Toplumsal hayatın adaletine bir balyoz gibi indirilen o yıllardaki haksızlıklar doğal olarak keskin çelişkileri doğurmuş, gruplaşmalara zemin hazırlamıştı.

 Gel zaman git zaman 2000 yıllarda bu kez soru hırsızlığı başladı. Üniversite, KPSS ve benzeri sınav soruları, devlet yapısında örgütlenmiş dinci sonra da darbeci girişimin başrollerinde oynayanların eline geçirildi. Cevap anahtarları bu habis örgütün yandaşlarına el altından servis edilip o hiç dillerinden düşürmedikleri Hazreti Ömer Adaletine ihanet edildi. Hani:

“Ne istediler de vermedik?” Dedikleri o örgüt böylece devletin en mahrem noktalarında söz sahibi oldular.

Şimdi o eski ve lanetli yöntem acımasızca yeni yetişen kuşakların huzuruna sunuluyor.

Metot aynı ama sorular bu kez var olan iktidarın dünya görüşüne ve ideolojisine göre sözlü mülakatların geçerlilik ya da geçersizlik seçeneği olarak hazırlanıyor.

Yenikapı Ruhu dedikleri:

“Toplumsal hayatta hiç kimse birbirinden ayrı değil, her kes düşünsel ve inançsal olarak devlet önünde eşittir.” Söylemini yok ediyor. Eski dönemlerin o kahreden yanlışı genç kuşakların önüne aşılmaz bir manivela olarak konuyor.

Bu bir tehlike işaretidir!

Devlet kurumlarının kadrolarına kendi bakış açılarından olanların istihdamı yani kadrolaştırılmasıdır. Ya geriye kalan?

Geriye kalan da hakları yenilmiş, emekleri zayi edilmiş ve gönülleri paramparça edilmiş gençlerdir.
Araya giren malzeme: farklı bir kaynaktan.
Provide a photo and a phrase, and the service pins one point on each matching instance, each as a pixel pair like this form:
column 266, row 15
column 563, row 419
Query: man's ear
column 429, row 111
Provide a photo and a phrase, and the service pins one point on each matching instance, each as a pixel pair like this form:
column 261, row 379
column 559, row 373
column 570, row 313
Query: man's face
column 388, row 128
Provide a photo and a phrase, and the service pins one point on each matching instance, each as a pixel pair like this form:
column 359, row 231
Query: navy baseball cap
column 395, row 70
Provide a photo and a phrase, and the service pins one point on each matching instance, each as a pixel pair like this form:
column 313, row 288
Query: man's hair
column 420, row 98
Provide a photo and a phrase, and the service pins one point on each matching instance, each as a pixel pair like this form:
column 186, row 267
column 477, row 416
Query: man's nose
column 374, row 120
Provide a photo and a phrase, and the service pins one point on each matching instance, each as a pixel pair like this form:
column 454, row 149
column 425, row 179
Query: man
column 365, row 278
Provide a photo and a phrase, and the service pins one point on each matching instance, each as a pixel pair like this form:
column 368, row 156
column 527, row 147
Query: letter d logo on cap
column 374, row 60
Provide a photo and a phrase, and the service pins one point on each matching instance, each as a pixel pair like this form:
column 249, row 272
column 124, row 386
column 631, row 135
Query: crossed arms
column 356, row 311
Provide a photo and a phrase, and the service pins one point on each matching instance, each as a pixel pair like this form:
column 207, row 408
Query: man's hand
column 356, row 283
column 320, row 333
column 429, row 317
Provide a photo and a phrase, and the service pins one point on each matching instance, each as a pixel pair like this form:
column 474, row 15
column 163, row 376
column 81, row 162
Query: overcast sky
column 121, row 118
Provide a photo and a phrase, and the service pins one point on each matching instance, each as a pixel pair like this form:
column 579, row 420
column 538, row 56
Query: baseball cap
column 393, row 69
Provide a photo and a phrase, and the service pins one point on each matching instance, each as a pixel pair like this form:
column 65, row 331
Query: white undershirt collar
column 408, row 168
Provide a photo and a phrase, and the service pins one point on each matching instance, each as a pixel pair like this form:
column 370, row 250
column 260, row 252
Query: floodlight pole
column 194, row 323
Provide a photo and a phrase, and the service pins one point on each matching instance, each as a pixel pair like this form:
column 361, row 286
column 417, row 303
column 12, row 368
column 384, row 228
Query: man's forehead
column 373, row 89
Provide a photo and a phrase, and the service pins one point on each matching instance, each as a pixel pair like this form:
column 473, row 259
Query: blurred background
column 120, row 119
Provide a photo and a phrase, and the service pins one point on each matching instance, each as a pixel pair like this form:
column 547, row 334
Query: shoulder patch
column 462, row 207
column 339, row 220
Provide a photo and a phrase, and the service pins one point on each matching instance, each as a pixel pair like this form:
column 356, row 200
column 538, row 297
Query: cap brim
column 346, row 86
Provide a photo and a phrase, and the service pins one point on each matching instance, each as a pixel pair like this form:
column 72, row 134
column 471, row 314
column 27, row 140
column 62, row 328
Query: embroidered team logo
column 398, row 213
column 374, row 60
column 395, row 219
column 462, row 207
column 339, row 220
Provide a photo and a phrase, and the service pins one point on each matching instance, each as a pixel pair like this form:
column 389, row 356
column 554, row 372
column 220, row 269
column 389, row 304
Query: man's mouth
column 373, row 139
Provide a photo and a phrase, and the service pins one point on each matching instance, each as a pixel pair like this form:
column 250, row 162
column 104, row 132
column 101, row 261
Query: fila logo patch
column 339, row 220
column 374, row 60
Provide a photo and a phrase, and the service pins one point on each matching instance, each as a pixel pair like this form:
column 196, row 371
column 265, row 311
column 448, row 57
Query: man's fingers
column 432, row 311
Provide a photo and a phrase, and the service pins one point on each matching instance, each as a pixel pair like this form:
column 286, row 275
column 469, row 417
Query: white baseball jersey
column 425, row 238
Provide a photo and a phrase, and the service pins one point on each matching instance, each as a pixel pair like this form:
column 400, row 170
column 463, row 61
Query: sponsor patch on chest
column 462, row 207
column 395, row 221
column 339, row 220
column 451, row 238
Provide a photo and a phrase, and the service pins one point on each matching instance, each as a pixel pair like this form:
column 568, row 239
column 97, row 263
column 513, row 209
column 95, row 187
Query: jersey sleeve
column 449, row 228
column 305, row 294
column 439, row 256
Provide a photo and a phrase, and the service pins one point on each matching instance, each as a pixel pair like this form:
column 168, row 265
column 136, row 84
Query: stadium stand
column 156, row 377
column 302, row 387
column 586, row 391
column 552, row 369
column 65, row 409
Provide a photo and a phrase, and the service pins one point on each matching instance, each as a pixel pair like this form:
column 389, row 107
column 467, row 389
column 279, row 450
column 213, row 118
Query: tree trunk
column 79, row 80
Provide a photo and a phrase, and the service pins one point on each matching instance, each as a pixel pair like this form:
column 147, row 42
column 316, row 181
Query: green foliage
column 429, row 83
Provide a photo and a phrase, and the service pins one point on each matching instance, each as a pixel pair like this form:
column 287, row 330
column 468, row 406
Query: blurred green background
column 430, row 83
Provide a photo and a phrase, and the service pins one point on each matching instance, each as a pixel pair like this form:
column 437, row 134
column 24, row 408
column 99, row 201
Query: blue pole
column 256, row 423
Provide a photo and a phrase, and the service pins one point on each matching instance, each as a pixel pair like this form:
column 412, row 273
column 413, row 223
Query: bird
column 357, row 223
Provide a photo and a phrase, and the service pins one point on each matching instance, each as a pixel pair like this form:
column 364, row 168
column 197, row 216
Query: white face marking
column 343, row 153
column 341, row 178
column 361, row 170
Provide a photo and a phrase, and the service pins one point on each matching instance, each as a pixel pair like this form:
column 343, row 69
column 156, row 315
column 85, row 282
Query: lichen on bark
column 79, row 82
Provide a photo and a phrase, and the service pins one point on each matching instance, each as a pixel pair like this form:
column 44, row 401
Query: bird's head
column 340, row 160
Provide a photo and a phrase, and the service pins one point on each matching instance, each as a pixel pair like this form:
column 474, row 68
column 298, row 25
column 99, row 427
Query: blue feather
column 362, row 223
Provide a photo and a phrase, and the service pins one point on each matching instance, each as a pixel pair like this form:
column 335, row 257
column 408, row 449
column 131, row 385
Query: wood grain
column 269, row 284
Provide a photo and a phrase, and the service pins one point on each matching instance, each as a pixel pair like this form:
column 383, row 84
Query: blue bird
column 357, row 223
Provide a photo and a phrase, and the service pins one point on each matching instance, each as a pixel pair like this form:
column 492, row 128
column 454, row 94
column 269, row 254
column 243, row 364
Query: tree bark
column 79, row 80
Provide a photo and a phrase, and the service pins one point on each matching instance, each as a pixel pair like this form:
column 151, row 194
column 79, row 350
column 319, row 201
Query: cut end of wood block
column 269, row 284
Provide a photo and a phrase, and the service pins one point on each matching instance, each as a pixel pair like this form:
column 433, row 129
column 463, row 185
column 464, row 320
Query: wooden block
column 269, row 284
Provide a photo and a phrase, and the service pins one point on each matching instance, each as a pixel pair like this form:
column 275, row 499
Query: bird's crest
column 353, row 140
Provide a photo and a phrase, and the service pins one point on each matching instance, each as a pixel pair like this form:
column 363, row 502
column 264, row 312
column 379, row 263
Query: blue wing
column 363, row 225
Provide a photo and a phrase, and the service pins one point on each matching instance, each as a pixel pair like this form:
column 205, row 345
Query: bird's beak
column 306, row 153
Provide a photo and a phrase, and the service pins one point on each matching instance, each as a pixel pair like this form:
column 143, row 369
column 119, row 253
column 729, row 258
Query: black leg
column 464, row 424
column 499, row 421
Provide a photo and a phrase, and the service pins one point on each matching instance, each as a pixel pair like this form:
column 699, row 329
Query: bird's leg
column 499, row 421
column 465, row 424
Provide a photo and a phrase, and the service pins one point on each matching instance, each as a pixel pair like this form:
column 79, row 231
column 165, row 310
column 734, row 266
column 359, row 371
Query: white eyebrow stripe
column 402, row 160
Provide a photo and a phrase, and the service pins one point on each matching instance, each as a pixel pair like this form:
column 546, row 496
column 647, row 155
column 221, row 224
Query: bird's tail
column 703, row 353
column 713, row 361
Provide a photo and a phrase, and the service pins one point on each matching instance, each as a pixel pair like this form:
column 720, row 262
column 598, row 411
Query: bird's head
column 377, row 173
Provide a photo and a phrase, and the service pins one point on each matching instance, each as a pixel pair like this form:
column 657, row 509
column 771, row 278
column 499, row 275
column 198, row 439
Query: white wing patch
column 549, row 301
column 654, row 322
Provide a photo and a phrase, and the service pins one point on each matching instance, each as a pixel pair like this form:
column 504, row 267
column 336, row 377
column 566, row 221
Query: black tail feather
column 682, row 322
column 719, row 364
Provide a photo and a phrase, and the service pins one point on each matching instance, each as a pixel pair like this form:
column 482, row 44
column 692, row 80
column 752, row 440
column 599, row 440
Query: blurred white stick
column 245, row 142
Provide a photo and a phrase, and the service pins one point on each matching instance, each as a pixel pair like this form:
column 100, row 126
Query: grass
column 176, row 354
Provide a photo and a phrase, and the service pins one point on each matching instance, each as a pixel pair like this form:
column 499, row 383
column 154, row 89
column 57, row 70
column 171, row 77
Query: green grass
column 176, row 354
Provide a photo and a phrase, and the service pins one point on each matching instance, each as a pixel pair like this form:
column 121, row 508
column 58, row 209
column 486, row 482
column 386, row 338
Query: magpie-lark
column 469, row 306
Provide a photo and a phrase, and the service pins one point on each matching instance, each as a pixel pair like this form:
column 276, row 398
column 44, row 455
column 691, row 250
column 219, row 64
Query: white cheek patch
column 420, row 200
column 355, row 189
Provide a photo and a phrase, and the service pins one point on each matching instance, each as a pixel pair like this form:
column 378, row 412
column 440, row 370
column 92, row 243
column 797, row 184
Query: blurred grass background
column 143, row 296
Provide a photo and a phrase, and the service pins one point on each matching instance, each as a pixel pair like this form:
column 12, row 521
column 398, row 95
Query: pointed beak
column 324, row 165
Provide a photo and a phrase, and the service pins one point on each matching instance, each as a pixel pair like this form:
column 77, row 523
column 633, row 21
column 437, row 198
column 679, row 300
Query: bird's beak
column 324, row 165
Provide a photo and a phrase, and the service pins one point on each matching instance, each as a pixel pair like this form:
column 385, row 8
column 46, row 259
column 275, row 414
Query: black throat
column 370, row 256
Hazreti Ömer Adaletini her söylemlerinde temcit pilavı gibi ısıtıp kitlere sunanlar hakları gasp edilenlerin vebalinin sorumlularıdır.

Konunun ana hatları her yönüyle suçtur. Ve hakkın gaspı davası açacak yurttaşların da davacı olmasını sağlayacak yasa dışı bir uygulamadır. Sadece hakkın gaspı değil aynı zamanda vatandaşı bölmek, gruplaştırmak ve görevi kötüye kullanmaktır. Bu suçu ülkemiz adaletinin terazisine götürüp de hakkını alamayanların başvuru yeri de kaçınılmaz olarak Avrupa İnsan Hakları Mahkemeleridir.

Son günlerde Yenikapı Ruhu diye milletin ruhunu laf dalaşlarında arayanlar unutmasınlar ki hakkı yenenler yaralanmış; kanatılmış ve vatandaşlık hakları ayaklar altında ezilmişlerdir. O ezilmişlerin öfkesi süreç içinde dipten dalgaların yaratır ve bir gün mutlaka önü alınmaz tsunamilere yol açar.

Bırakın halkın çocukları alın terleriyle, emekleriyle, bilgi donanımlarıyla özgürce yarışsın! Sokmayın partizanlığı pis burnunu gençlerin istikballerinin içine! Liyakatsizliğe geçit verirseniz günün birinde felç olmuş bir devlet yönetiminin işlerliği olmayan mekanizmasında yok olup gidersiniz.

 Yetişene, partizana değil; hak edene, başarana görev bayrağını teslim edin!

Yenikapı Ruhu dediğiniz ruhu hatırlayın ve ülkemizi kayıp ruhlar ülkesi olmaya sürüklemeyin.